On a $20 VPS (typically 2 vCPUs, SSD):
connections = (2 * 2) + 1 = 5
That feels low, but PostgreSQL’s own benchmarks confirm that a small pool with queued requests outperforms a large pool with contention. I run 10-12 connections because my workload includes some longer analytical queries, but the principle holds: more connections does not mean more throughput.
val hikariConfig = HikariConfig().apply {
maximumPoolSize = 12
minimumIdle = 4
idleTimeout = 600_000 // 10 minutes
connectionTimeout = 3_000 // fail fast at 3s
maxLifetime = 1_800_000 // 30 minutes
leakDetectionThreshold = 8_000 // tuned for coroutines
}
Leak detection for suspended coroutines
HikariCP’s default leak detection threshold is 0 (disabled). Most guides recommend 2,000ms. In a coroutine context, that fires false positives constantly. A coroutine holding a connection can be suspended (yielding its thread) while waiting on downstream logic, legitimately holding the connection for 3-5 seconds.
I set leakDetectionThreshold = 8000 after profiling actual connection hold times:
| Percentile | Connection hold time | Notes |
|---|---|---|
| p50 | 12ms | Simple CRUD |
| p90 | 85ms | Joins + serialization |
| p99 | 2,400ms | Complex aggregations |
| p99.9 | 5,100ms | Coroutine suspended mid-transaction |
An 8-second threshold catches genuine leaks (a forgotten connection.close() in an error path) without alerting on legitimate coroutine suspension.
Production results
Real metrics from a Ktor service running on a Hetzner CX22 (2 vCPU, 4GB RAM, $20/mo).
I load tested with k6 over 15-minute sustained runs at incrementally increasing concurrency (50, 100, 200, 400 virtual users). The workload was roughly 80% reads (single-row lookups, paginated lists) and 20% writes (inserts and updates). Error rate at 50K RPM was 0.02%, all transient connection resets, no application errors. Each configuration was tested three times; the median run is reported.
| Metric | Before (naive) | After (tuned) |
|---|---|---|
| Max stable RPM | ~12,000 | ~50,000 |
| p99 latency | 4,200ms | 180ms |
| HikariCP wait time (p99) | 2,800ms | 35ms |
| IO thread starvation events/hr | ~340 | 0 |
| Connection leaks detected/day | 12 (false positives) | 0 |
All I did was constrain concurrency to match the actual bottleneck.

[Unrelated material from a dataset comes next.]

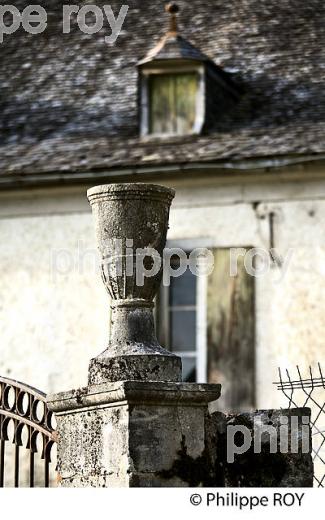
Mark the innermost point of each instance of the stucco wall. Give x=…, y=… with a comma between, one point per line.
x=53, y=321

The limited-parallelism dispatcher acts as a backpressure mechanism: when all 12 slots are occupied, the 13th coroutine suspends without blocking a thread and resumes when a slot opens. No extra hardware. Just less fighting with the concurrency model.
Beyond databases
This same pattern, matching dispatcher parallelism to pool size, applies to any shared resource with fixed capacity. HTTP client pools, rate-limited APIs, file handle limits. Your $20 VPS has more headroom than you’d expect once you stop over-subscribing bounded resources.
Takeaways
-
Create a dedicated database dispatcher using
Dispatchers.IO.limitedParallelism(n)wherenmatches your HikariCPmaximumPoolSize. Don’t let unbounded coroutines compete for a bounded connection pool on the general IO dispatcher. -
Size your pool using the PostgreSQL formula as a baseline, not intuition. On a 2-core VPS, 10-12 connections is the ceiling. A larger pool increases lock contention inside PostgreSQL and actually reduces throughput. The original formula’s spindle term is an artifact of rotational storage; benchmark on SSDs to find your true ceiling.
-
Set leak detection to 4-8x your p99 connection hold time. Profile first, then configure. The default disabled setting hides real leaks, and the commonly recommended 2-second threshold floods logs with false positives in coroutine-heavy services.